ROANOKE TIMES

                         Roanoke Times
                 Copyright (c) 1995, Landmark Communications, Inc.

DATE: SATURDAY, June 12, 1993                   TAG: 9306120037
SECTION: SPORTS                    PAGE: B3   EDITION: METRO 
SOURCE: Bill Brill
DATELINE: DURHAM, N.C.                                LENGTH: Medium


FOOTBALL POWERS DRAW A LINE OF SCRIMMAGE

The lines are drawn, the challenges made.

During the recent College Football Association meeting in Dallas, they even brought in former Notre Dame vice president Edmund Joyce. Whatever else Joyce was during his many years in South Bend, he was a football man.

The 76-year-old priest said "militant females" were trying to kill football. Betcha that got a loud ovation.

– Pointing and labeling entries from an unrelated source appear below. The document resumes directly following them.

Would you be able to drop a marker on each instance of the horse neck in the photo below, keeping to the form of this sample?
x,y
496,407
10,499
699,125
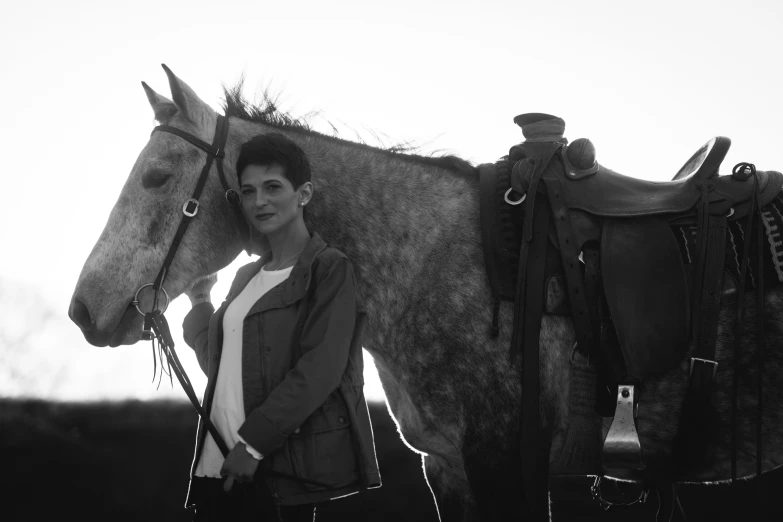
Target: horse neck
x,y
390,213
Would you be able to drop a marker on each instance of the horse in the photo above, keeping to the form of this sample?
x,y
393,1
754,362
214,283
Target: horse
x,y
410,225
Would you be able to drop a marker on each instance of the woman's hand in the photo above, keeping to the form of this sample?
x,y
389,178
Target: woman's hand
x,y
239,465
199,292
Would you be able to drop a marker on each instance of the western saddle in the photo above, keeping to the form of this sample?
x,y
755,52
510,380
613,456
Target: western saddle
x,y
636,305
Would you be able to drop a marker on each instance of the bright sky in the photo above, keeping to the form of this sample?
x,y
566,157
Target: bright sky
x,y
647,82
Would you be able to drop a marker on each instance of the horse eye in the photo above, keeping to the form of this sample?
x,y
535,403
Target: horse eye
x,y
154,179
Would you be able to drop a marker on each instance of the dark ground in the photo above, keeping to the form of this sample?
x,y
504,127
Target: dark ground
x,y
129,461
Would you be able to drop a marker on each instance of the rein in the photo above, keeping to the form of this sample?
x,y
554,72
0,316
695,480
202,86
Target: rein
x,y
155,324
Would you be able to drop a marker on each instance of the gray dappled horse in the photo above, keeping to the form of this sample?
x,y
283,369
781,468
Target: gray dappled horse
x,y
410,225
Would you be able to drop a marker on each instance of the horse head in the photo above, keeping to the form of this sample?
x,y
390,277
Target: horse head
x,y
131,250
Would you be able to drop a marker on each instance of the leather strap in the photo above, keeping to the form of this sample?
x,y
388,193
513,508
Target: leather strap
x,y
213,151
690,448
216,149
534,449
569,250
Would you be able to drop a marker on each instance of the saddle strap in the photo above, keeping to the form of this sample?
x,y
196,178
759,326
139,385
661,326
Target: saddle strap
x,y
529,308
569,251
690,444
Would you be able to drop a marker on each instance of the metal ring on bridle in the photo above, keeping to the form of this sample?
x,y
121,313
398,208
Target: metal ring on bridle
x,y
135,301
190,208
505,196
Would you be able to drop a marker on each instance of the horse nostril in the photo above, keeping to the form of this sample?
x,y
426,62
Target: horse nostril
x,y
80,315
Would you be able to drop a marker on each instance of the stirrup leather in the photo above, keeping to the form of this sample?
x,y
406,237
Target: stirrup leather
x,y
622,449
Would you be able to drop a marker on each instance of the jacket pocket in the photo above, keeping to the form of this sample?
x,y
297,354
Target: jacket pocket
x,y
322,448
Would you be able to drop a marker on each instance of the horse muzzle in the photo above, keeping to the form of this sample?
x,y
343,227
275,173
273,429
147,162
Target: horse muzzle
x,y
127,330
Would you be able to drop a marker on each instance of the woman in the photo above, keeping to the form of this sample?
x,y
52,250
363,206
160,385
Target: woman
x,y
283,359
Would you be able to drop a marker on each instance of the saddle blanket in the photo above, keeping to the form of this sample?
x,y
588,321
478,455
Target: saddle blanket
x,y
772,216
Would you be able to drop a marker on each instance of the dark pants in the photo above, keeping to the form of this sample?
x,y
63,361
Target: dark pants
x,y
251,502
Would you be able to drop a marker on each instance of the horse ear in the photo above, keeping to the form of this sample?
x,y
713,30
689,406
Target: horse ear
x,y
184,97
163,107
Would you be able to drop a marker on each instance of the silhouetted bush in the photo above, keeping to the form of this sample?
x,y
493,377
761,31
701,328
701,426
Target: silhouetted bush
x,y
129,461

There are, sad to say, some women who are so involved in creating equality and proportionality in college athletics that they don't give a hoot what happens to football.

The thought here is that group cannot be permitted to win, even though in this era of gender concerns it has become increasingly difficult to say no.

But the reaction of the CFA, which includes all of football's biggies except the Big Ten and Pacific 10 conferences, appears to be equally unbending.

Even though there is almost no chance these demands will be met, the CFA is insisting:

Scholarships will not be cut below 85 total and 25 a year. (If you can figure out how 85 and 25 over five years meshes, let me know.)

Training tables will be permitted in the off-season and coaches can continue the expensive practice of taking their team to an off-campus hotel on Fridays before home games.

A spring game will be permitted against a rival school.

Athletes will be given five years of eligibility in the five years allotted to graduate. "This is a no-brainer," said Texas A&M coach R.C. Slocum, noting that most freshmen are redshirted. The one with no brain is Slocum. With that plan, nobody would be programmed to graduate in four years.

What the CFA is saying is clear: "Don't mess with us."

What the organization should be doing is striking a conciliatory pose, offering to negotiate, to find a middle road.

These things are certain: Everybody is having financial problems, and yet schools must find a way to put more scholarships, more money, into women's programs.

As the one sport that has no female equivalent, and the one that - by far - has the most participants and costs the most money, football is the sport where cuts can be made without substantially altering or ruining the product.

The coaches, not surprisingly, don't see it that way.

The five-year-plan reflects how narrowly football people think on occasions. No other sport would even consider the notion. Nobody else sticks around that long. No other sport has massive amounts of redshirting.

The theory that a spring game would be a major moneymaker doesn't fly. Only the Top 20 teams could line up opponents that would fill stadiums, and I'm not sure even that would occur anywhere outside the Deep South.

Spring football didn't work for the pros and it wouldn't be a hit for the colleges, either.

The coaches stubbornly insist that taking the team to a hideaway on Friday night is a good idea. Why that is so only for football and not any other sport has yet to be explained.

The fact is that cuts are coming, and the CFA should be preparing to negotiate rather than deciding to be the militant right.

The likelihood is that these changes will be made in January at the NCAA convention:

The position of recruiting coordinator will be eliminated, with those duties handled by a position coach.

No more than seven coaches will be permitted to recruit, leaving two at home at all times.

Whether there will be further scholarship cuts or not isn't certain. But a CFA that demonstrates a willingness to be a partner in financial solutions is certain to receive a warmer welcome from the voting delegates.

One thing about college football always has puzzled me: Nobody seems willing to accept the fact that no matter what cuts are made, they'll be the same for everybody. They'll still play the same number of games, and when all is said and done, the total record will be .500.

You can't tell me the crowds will stay home if Virginia and Virginia Tech play with each side having only 70 scholarship players, or squads limited to 95 with the home team sleeping in dorms on Friday night.

What the CFA doesn't need to do now is cry wolf.